By Brad Biggs Chicago Tribune
CHICAGO — Two things have defined Phil Emery’s 50 weeks on the job as Bears general manager — a methodical, thorough approach and bold decisions.
Both were in play when he went big in selecting Marc Trestman as the 14th coach in franchise history in the early morning hours Wednesday.
Trestman will be introduced at Halas Hall at 11 a.m. CST on Thursday as the first head coach to jump from the CFL to the NFL since Frank Kush left the Hamilton Tiger-Cats in 1982 for the Baltimore Colts. The Bears’ hope is that Trestman’s career arc follows closer to CFL coaches turned NFL Hall of Famers Marv Levy and Bud Grant.

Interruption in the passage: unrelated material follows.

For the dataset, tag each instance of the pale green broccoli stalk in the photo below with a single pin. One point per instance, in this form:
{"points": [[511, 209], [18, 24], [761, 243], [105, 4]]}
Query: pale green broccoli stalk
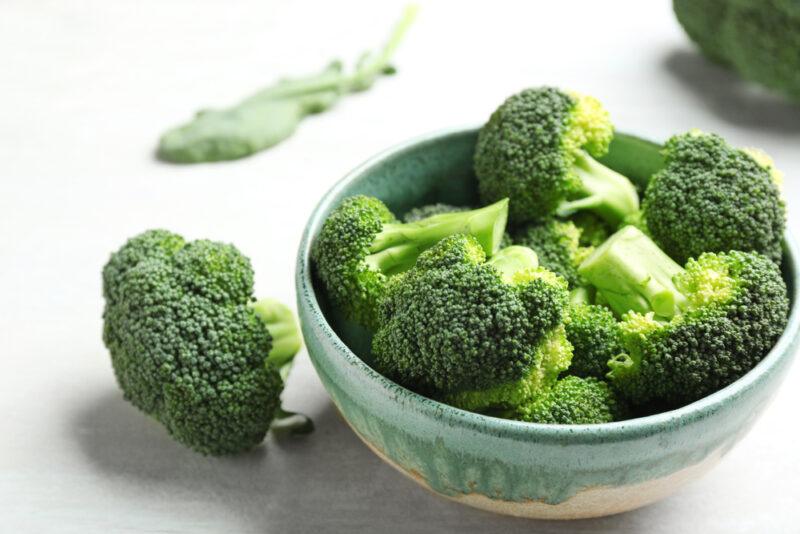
{"points": [[536, 149], [711, 197], [272, 115], [361, 245], [574, 401], [187, 343], [557, 244]]}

Trestman’s background as a quarterback guru and the success he had with the Montreal Alouettes, reaching the playoffs for five consecutive seasons and winning two Grey Cups, played large factors in his selection over two other finalists — Colts offensive coordinator Bruce Arians and Seahawks offensive coordinator Darrell Bevell.
Arians made a strong impression on the Bears during a second interview Tuesday and had what a source described as a very positive 90-minute meeting with Jay Cutler. In all, 13 candidates were interviewed for the job after Lovie Smith was fired Dec. 31.

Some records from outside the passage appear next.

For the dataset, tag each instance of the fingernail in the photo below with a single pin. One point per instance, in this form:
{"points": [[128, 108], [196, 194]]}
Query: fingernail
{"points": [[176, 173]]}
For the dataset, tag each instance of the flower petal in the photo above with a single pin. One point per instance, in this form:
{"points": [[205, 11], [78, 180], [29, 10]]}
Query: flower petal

Arians was the only candidate Cutler met with in the interview process, according to the source, but the quarterback was predictably positive about Trestman’s hiring. This will be the fourth offense in five seasons for Cutler and each time he has been fully behind the change in public comments.
“It’s a great hire,” Cutler told the team’s website. “I couldn’t be more excited. I’ve talked to guys around the league and did my own research on him. He’s an offensive mind, a great person. … He has been successful wherever he has been. …”
If Cutler has issues with the offense this time, it will be with Trestman directly. Trestman will call the plays, news that came out after it was learned Aaron Kromer has been hired from the Saints as the offensive coordinator/line coach. That was a role the departing Mike Tice essentially filled last season, but Kromer, who was the interim head coach of the Saints for six games this season, will not be calling plays.
“Aaron is going to be a head coach in this league,” Saints coach Sean Payton said. “He has good presence about him. He was kind of the run game coordinator here. This gave him an opportunity to have that title and it will pay him a lot more money. It’s a good promotion for him. I’m excited for him but hate to lose him.”
Also hired was Joe DeCamillis, who comes from the Cowboys to be the special teams coordinator/assistant head coach. He’s a longtime successful assistant who inherits a well-stocked unit. DeCamillis, with whom Emery worked for the Falcons, received an interview for the top job. Emery then connected him and Trestman and a quick hire was made after the Cowboys granted DeCamillis an opportunity to get out of his contract.
“A lot of times you go to a job and the cupboard is bare,” DeCamillis said. “The cupboard is not bare at our place for sure. They have players there, real live NFL special teams players all the way throughout. I am excited. We just need to keep that thing going and hopefully improve it.”
What is undetermined at this point is what will happen on the defensive side of the ball. Sources say Trestman is open to retaining defensive coordinator Rod Marinelli but no decision has been made.
Trestman and Marinelli will have to meet to determine if there is a comfort level. If Marinelli remains, one source said Joe Barry, his son-in-law who worked with him for the Lions, could come from the Chargers as linebackers coach.
Marinelli would not have been in the picture if Arians had received the job and Emery is not believed to be forcing staff members on Trestman. However, Trestman is expected to interview most remaining members of Smith’s staff to explore possibilities, a process that should play out quickly.
One source said he expects defensive backs coach Jon Hoke to remain, although no decision has been made. Another source said the club could be in search of a defensive line coach.
Multiple sources said they would not be surprised if Trestman brings help with him from Canada.
Pat Meyer, who worked with Trestman at North Carolina State, is a strong candidate. He joined the Alouettes last season as offensive line coach and was promoted to offensive coordinator last month. Another source suggested Toronto Argonauts head coach Scott Milanovich, who was offensive coordinator under Trestman previously, could be another candidate.
However, it’s possible quarterbacks coach Jeremy Bates will remain on staff and act as a buffer with Cutler. Trestman worked with Bates’ father, Jim, on former Bears coach Dave Wannstedt’s staff in 2004 with the Dolphins.
It is a fluid process that will move quickly with teams filling head-coaching vacancies working to complete staffs. Then, a roster evaluation process kicks off with the Bears also involving the coaching staff to a degree in scouting.
Trestman will have the first opportunity to explain his vision and plan Thursday in what promises to be an interesting day. It’s a first in a lot of ways because the Bears traditionally have not looked to an offensive mind for their head coach. Maybe this is what they need to build constructively around Cutler.